Frankly, social media feels very late 20th/21st century American to me. The myth that you’re to believe is that you can stay in touch with friends, stay up to date on news, influence the world, and make money, all by documenting your incredible life and/or thoughts and/or skills. It’s ‘so easy’. None of it’s particularly true, but it’s a nice little dream I guess.

For what it’s worth, I’ll admit that my own journey with social media got corrupted as people started to ask me if I was making money from my photography. It’s an innocent question, and I know it stems from a regard for my work, but it led me down a path that more or less ended in my feeling like a failure for not monetizing my art. Along the way I started to chase getting those ‘likes’ (etc) on everything I posted, and feeling more or less validated by how high the total rose, than simply creating organically because it was something I enjoyed.

I don’t have answers here. But I think it’s worth having the conversation, at least to ask yourself the question: Why are you doing the things you do?

P.S. I am interested to know if you can think of characters that would have interesting social media accounts.

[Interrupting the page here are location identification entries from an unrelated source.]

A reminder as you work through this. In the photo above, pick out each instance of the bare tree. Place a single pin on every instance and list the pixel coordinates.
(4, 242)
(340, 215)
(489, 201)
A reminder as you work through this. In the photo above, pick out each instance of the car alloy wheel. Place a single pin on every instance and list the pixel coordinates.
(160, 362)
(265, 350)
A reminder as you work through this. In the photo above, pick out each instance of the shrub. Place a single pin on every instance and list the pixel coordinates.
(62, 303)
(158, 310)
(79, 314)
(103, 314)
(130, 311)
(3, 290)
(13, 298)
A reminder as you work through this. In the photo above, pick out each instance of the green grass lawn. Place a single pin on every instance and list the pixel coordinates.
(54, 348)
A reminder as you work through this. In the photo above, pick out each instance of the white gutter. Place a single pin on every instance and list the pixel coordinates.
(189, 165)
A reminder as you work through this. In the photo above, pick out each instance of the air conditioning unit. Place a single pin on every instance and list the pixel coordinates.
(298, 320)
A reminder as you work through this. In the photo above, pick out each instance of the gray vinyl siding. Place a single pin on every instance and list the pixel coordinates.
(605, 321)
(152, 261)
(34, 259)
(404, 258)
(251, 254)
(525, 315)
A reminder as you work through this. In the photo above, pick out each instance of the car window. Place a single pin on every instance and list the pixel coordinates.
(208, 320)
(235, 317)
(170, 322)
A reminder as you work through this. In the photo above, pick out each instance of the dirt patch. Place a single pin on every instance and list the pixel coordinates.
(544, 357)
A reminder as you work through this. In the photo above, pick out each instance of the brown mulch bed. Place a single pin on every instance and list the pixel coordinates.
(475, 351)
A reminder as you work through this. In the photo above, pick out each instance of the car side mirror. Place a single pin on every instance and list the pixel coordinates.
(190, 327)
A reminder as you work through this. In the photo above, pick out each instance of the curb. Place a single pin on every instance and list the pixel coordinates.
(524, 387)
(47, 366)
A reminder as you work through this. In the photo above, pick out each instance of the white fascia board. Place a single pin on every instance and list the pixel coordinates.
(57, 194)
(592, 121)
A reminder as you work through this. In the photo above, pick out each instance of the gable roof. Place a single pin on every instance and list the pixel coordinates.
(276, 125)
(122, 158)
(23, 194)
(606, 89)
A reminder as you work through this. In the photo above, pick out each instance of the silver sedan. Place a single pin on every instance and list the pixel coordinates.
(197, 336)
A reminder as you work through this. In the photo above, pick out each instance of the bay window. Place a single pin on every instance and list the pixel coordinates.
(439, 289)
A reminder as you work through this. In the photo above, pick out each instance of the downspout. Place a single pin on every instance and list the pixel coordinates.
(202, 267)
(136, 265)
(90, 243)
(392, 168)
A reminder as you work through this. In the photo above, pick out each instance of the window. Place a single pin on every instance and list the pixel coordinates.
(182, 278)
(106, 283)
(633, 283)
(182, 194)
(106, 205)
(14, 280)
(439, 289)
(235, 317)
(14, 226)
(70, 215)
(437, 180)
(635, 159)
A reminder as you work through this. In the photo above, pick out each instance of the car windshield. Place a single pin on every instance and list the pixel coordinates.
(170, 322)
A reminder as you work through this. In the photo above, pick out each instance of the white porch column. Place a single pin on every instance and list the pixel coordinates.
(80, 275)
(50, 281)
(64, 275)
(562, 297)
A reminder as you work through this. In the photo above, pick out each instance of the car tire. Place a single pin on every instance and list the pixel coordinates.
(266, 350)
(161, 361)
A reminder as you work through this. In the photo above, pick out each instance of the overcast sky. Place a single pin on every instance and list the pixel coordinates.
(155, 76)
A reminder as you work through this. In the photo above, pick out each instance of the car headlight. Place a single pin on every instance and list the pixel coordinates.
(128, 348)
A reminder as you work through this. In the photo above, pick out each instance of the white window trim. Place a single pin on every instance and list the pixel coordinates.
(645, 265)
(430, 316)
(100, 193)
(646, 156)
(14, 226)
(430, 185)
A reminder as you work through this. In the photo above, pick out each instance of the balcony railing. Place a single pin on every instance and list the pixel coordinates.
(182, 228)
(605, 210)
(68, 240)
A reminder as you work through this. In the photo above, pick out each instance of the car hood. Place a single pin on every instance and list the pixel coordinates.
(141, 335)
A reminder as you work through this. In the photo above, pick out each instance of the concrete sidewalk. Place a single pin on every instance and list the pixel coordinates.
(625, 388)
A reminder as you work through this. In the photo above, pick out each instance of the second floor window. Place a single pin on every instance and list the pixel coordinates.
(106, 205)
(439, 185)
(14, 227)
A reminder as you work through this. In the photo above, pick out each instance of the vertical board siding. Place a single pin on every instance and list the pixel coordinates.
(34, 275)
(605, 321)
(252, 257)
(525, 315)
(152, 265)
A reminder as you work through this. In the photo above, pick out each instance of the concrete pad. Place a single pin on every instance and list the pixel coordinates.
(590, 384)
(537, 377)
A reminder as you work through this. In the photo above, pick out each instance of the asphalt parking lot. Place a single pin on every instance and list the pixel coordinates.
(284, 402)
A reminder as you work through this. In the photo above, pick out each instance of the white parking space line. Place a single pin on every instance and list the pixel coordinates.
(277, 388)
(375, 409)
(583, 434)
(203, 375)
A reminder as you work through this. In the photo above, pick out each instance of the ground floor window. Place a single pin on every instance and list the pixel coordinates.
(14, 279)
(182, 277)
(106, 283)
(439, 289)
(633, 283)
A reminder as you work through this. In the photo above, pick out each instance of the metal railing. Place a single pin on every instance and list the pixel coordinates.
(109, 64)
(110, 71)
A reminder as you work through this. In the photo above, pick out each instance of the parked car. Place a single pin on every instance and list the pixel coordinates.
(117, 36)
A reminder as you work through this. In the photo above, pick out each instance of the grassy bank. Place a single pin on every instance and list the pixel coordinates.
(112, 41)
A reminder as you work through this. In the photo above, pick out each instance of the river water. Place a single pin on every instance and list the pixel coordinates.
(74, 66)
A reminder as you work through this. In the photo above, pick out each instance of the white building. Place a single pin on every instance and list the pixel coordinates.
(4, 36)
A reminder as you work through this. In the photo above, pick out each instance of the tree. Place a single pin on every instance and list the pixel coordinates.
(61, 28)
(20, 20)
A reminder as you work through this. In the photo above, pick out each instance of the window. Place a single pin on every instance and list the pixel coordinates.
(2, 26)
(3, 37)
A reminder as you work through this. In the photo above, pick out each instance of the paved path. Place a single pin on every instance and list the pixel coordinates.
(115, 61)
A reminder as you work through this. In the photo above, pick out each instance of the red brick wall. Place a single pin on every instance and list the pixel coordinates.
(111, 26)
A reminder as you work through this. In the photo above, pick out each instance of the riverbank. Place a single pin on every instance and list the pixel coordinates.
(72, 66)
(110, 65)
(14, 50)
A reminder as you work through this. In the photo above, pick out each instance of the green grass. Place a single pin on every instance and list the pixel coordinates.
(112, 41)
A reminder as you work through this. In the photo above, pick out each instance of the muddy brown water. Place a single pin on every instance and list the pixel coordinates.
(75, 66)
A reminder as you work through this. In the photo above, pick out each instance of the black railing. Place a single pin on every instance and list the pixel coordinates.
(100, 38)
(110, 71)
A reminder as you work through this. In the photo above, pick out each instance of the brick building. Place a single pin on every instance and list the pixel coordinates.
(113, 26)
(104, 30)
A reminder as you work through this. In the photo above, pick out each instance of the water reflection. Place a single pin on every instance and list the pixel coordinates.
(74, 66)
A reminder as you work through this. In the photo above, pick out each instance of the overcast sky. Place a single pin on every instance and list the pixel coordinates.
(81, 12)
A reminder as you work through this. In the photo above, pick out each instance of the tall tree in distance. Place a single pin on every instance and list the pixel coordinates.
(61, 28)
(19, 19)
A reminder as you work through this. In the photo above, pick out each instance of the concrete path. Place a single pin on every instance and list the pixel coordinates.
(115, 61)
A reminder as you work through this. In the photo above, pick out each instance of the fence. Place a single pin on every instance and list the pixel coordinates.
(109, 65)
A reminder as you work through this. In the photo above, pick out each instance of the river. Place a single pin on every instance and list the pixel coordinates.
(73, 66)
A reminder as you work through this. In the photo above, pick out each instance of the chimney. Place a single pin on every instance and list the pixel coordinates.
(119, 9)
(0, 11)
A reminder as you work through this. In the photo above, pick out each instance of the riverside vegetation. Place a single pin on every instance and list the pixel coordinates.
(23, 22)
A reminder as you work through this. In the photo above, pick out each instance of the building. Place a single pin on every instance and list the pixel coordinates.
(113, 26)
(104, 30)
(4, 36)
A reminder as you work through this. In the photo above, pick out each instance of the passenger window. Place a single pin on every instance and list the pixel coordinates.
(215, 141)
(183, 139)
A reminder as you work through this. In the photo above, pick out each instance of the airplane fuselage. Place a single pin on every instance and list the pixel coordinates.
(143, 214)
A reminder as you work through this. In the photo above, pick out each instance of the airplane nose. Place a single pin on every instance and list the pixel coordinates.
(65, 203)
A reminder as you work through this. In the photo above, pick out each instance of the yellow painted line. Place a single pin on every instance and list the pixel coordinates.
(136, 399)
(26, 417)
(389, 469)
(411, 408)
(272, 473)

Hit me up if you think you’ve got a good one.

Audience of One

The latter half of 2017 seems destined to be marked by the things I’m giving up. I’m done with drinking (indefinitely). I deleted my Twitter account (this feels like a permanent move). I deactivated my Facebook account (I may reevaluate this later).

There’s nothing tying the two things (drinking and social media) together, aside maybe from the fact that once you start letting things go, it’s easier to keep letting other things go.

I don’t know yet how I’ll be using this space, but my approach is to create things for me. To be deliberate. Intentional. To not have to worry about a ‘brand’ or a ‘presence’. Right now it’s an audience of one, and that will be the intent no matter how much or how little this grows.